The safe zone poses numerous problems for Turkey and is at risk of ‘Gazafication’ (Asli Aydintasbas), being a perennially unstable and poverty-stricken region.
By funding and supporting the GNA in its conflict with Haftar’s LNA, Turkey has secured strategic resources -- the Al Watiya airbase and the Misrata naval base. More importantly, it now has control over the lucrative oil exports and gas drilling operations off Cyprus and has also signed a maritime delimitation agreement with Libya, marking out a part of the Eastern Mediterranean as their exclusive economic zone.
A parallel Turkish trend is to shore up its construction sector, and thereby economy, by reconstruction efforts both in Libya and Syria. In Libya, Turkey has clearly shown its intentions to recoup its Gaddafi-era debts amounting to billions of dollars in the construction sector. Part of its deep investment in Tripoli is thus rooted in the desire to secure a friendly government in power and then reap the benefits of future contracts.

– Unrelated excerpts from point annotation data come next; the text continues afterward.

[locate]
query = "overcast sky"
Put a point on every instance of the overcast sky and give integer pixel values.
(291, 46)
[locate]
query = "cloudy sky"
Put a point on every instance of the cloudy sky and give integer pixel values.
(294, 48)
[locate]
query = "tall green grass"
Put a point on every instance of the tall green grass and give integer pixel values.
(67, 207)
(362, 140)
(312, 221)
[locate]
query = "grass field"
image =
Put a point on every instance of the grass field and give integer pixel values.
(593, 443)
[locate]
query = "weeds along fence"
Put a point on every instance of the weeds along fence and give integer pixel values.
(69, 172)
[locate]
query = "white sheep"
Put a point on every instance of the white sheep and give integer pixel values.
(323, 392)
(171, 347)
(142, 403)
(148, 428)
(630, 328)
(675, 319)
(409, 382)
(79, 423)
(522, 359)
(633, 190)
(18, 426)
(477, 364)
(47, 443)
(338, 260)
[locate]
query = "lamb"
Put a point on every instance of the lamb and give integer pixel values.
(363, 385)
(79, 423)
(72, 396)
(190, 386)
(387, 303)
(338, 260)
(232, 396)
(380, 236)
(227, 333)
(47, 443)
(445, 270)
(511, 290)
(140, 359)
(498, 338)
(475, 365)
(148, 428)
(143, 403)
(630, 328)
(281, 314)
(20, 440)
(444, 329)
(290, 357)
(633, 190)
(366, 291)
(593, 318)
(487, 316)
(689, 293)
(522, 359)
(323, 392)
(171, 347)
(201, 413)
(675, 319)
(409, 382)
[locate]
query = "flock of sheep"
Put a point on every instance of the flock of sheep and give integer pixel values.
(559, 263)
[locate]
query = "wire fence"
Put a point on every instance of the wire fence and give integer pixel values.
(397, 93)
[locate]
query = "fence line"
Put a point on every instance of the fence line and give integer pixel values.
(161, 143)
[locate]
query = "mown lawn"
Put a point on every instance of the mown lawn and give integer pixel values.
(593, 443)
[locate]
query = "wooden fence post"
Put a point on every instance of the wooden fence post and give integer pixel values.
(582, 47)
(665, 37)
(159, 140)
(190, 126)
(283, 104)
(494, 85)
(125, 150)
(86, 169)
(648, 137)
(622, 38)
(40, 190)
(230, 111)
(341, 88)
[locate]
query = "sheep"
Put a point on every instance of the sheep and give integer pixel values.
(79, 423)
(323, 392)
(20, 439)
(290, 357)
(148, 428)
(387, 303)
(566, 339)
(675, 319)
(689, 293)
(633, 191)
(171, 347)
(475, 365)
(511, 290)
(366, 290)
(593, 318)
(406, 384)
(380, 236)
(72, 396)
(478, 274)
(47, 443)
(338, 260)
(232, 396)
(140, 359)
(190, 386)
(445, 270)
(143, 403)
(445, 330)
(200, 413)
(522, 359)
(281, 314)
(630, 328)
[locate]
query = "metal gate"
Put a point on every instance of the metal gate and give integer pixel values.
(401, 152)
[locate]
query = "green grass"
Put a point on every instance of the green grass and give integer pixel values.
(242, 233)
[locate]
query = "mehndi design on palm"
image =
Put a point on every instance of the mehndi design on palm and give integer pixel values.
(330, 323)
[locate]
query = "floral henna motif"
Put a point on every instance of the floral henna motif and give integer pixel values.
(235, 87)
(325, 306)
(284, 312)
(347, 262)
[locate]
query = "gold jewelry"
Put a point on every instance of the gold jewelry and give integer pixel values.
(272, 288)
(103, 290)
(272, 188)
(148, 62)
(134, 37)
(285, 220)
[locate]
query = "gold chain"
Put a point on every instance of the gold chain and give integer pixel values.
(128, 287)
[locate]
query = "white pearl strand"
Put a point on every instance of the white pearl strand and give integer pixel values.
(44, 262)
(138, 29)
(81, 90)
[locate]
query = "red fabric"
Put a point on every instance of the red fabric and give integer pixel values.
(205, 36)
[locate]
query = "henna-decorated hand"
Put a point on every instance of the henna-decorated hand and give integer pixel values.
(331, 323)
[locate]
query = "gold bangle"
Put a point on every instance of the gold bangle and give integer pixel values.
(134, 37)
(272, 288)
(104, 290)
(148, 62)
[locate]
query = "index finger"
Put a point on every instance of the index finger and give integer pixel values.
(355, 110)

The ‘king-maker’ will succeed in becoming the regional hegemon if its hard-line foreign policy goals based on ‘conquest’ and ‘ultra-nationalism’ continue to be implemented without checks from NATO and the EU.
Turkey, despite its early success, is venturing into dangerous waters which till date have scalded even larger powers such as Russia, France, and the U.S. It remains to be seen how it will maintain the momentum in expensive and all-consuming conflicts, containing a mix of radical Islamists, maintaining stability and significant economic reconstruction requiring billions of dollars in the Syrian safe zone as well as checkmating the moves of Egypt, its Gulf allies, and a combatant Putin. Turkey's domestic political upheavals and the crackdown on dissent must also be tracked ahead of the 2023 elections.
With a multi-polar world predicted post-pandemic, countries like India and the BRICS must seek ways to effectively engage with and contain Turkey’s regional aspirations and its growing interference in India’s internal affairs. The NATO and the EU (which historically have shaped Turkish identity and goals) must also check Turkish power, particularly in the Euphrates safe zone.